Oil prices are going nowhere, despite the small uptick near $75, proving that the current Oil production cuts from OPEC are simply not enough. Especially when Russia, who would take the biggest share of  supply cuts, is not respecting them and continues to pump up even more Crude in order to fund its war in Ukraine. 

Meanwhile, the US Dollar Index (DXY) is having another downbeat day ahead of the European Central Bank (ECB) meeting on Thursday. Markets are sending the US Dollar lower again with a risk-on tone present in the markets. Halfway through the European trading session, all European indices are up over 1%.

Crude Oil (WTI) trades at $74.48 per barrel, and Brent Oil trades at $79.22 per barrel at the time of writing. 

Oil news and market movers: What will it take?

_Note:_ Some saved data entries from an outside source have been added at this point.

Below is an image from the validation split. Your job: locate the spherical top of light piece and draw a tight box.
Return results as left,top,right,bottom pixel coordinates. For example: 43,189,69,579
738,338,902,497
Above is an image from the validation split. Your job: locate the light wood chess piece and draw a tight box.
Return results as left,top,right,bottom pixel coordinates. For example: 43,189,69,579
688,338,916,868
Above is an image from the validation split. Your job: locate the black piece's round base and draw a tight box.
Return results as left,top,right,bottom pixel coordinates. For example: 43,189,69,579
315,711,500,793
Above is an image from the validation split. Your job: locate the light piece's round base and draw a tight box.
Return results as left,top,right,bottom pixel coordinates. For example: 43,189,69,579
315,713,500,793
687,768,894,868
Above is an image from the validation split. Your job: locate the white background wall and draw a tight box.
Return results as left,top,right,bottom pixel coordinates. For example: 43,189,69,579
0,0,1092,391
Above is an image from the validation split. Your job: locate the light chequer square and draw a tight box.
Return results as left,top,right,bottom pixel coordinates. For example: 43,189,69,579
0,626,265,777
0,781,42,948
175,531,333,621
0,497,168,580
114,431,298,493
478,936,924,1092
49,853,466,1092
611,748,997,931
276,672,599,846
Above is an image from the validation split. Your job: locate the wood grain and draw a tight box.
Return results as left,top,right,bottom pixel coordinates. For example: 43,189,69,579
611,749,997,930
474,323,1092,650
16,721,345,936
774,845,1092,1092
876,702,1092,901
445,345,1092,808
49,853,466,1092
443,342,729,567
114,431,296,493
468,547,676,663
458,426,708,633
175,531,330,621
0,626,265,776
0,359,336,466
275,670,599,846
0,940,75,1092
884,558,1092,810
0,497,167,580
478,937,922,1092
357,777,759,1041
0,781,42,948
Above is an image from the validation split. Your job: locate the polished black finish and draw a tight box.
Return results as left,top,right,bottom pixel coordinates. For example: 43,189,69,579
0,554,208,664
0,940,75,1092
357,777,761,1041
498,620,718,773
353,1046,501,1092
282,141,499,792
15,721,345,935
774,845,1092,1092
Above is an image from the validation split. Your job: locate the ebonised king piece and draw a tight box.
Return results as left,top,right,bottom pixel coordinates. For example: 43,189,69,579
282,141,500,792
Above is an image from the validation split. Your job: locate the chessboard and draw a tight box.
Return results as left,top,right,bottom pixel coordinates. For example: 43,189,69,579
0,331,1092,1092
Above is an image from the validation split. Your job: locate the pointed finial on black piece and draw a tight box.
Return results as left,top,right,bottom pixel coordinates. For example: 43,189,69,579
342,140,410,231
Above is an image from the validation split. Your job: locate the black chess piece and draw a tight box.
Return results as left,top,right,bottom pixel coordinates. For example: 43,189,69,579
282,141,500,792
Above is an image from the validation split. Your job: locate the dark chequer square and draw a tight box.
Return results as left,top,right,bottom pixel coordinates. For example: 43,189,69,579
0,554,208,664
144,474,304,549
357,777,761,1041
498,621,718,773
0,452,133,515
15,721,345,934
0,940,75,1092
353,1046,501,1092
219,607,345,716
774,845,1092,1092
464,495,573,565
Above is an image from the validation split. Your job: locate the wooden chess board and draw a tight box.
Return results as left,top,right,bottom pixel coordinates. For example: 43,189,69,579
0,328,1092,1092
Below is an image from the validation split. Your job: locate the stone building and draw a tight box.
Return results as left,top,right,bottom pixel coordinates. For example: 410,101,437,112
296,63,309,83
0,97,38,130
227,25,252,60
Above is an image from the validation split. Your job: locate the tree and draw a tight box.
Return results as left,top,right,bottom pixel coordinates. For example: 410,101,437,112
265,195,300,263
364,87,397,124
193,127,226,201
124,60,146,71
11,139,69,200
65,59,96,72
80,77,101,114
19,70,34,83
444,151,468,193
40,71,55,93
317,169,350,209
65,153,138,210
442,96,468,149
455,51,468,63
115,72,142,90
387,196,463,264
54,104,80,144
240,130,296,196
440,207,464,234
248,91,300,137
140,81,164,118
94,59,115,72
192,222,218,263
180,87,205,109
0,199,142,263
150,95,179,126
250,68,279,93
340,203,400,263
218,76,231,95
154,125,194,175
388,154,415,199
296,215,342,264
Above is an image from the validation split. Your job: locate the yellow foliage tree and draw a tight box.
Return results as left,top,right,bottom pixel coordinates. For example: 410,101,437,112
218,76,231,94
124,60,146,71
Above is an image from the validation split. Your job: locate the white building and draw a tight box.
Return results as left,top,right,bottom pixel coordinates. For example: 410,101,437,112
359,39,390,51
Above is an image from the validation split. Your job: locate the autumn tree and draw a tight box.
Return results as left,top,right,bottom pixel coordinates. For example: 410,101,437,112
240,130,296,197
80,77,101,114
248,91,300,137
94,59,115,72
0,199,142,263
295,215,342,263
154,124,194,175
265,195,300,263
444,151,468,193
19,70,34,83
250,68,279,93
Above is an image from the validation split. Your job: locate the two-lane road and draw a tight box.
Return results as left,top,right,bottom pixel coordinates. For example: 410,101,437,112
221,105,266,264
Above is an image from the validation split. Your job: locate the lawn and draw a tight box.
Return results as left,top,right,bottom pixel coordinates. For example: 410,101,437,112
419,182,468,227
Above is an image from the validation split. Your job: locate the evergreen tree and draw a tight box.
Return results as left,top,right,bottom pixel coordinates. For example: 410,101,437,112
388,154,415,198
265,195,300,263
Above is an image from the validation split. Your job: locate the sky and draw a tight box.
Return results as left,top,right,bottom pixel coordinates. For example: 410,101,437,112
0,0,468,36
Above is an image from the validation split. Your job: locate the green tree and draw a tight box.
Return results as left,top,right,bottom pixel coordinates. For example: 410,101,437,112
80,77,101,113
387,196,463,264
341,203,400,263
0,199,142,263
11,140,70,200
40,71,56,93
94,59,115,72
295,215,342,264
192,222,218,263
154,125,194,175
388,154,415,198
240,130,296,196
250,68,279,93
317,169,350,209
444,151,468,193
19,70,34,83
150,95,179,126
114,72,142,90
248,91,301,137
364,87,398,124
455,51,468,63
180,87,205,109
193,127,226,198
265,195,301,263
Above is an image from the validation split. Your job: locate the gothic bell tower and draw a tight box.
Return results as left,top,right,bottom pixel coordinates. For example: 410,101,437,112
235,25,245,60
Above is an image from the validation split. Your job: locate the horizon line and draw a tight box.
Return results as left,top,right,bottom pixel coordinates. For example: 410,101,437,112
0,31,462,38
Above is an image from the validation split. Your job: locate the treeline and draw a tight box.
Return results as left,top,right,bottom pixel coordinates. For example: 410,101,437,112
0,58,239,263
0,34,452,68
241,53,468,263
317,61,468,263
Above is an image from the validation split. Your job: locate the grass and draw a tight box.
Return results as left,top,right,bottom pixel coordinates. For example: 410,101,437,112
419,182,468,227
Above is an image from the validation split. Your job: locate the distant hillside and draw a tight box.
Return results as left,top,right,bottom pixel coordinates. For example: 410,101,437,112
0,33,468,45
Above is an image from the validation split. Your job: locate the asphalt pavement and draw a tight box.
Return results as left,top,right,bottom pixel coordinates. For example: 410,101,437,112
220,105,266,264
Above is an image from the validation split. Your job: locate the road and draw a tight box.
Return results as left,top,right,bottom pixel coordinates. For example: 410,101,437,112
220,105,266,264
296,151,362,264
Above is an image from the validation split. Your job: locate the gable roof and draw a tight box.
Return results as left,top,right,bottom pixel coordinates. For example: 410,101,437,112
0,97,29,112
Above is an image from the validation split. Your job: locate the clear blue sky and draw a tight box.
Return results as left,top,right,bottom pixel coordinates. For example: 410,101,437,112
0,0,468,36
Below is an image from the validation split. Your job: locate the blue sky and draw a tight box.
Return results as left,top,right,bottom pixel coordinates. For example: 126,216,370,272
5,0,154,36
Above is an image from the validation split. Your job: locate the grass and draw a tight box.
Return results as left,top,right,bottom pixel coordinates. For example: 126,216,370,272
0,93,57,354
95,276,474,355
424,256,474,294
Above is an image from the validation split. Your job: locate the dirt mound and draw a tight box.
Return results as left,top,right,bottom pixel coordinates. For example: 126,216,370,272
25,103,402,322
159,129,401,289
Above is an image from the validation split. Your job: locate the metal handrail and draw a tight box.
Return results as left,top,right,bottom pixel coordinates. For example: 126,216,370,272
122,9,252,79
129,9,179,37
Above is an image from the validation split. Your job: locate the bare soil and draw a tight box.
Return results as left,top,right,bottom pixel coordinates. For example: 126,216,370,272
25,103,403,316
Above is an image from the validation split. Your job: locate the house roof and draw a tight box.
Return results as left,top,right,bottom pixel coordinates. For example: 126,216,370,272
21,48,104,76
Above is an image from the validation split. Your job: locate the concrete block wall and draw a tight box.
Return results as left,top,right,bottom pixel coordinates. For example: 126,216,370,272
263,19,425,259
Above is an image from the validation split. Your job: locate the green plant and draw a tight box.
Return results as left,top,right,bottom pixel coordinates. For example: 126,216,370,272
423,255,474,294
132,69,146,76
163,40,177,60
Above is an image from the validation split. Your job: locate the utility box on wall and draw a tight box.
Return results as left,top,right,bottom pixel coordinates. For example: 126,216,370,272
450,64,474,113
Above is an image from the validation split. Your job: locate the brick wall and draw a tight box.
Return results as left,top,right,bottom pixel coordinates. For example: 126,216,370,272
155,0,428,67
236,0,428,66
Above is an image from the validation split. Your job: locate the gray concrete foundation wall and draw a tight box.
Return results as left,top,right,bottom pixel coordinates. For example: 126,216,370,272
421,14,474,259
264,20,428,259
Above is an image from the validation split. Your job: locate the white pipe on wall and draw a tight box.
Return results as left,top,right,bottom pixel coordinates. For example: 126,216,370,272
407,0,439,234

  • Since the November OPEC decision to issue production cuts for further and longer, Crude prices have been unable to substantially move higher and stay there for longer. 
  • Energy traders are signalling a lost year for 2024 with less profit as Red Sea issues are jacking up the costs to transport the black fuel across the globe.
  • The overnight American Petroleum Institute (API) print on Tuesday was a substantial drawdown of 6.674 million barrels and against a previous build of 0.483 million barrels. Expectations were a smaller drawdown of just 3 million barrels.
  • Later this Wednesday, near 15:30 GMT, the weekly stock pile print will be released from the Energy Information Administration (EIA). Previously it experienced a drawdown of 2.492 million barrels with another drawdown of 2.15 million barrels expected. 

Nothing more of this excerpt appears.